In our case there are several breaches of the SIS Act, ranging from the sole purpose test, the payment of death benefits under SIS regulation 6.21, the requirement of the fund to have a trustee (sections 19 and 17A), plus a whole lot more. In our case, section 218 would follow the lines of a section 51(1) case.

Important: strict liability is a breach of a federal law and potentially a commonwealth crime and may not be covered by an adviser’s professional indemnity insurance. The accountant and lawyer should check with their insurance company.

3.3 Criminal action

I am not sure the taxation commissioner would get involved, but given more than $1 million has effectively been stolen from the SMSF by the three fake trustees, they may step in and use section 202 of the SIS Act.

Section 202: When contravention of civil penalty provisions is an offence

  1. If a person contravenes a civil penalty provision, either:

a. dishonestly, and intending to gain, whether directly or indirectly, an advantage for that, or any other person; or

b. intending to deceive or defraud someone;

c. the person is guilty of an offence punishable on conviction by imprisonment for not longer than five years.

If the commissioner does take action against the lawyer, the accountant and also the eldest daughter, then section 216 of the SIS Act provides that the criminal court may award compensation to the fund.

4. The final word

If the accountant was licensed, then the SMSF or whoever is looking after the fund could take an action post-1 November 2018 with the Australian Financial Complaints Authority, which is a no-cost option but would be limited to $500,000 in compensation.

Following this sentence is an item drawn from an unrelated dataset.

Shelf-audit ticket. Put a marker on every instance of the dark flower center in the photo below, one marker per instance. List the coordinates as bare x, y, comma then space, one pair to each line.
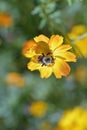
46, 60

In the end, the accountant and lawyer should never have got involved in dealing directly with an SMSF. Even if they were executors of Dad’s estate, the SMSF is a no-go zone. Their actions have the potential to embarrass them professionally and ruin them financially or, at worst, all of this and imprisonment – a lesson to be learned for all SMSF advisers, accountants, lawyers, financial planners and auditors.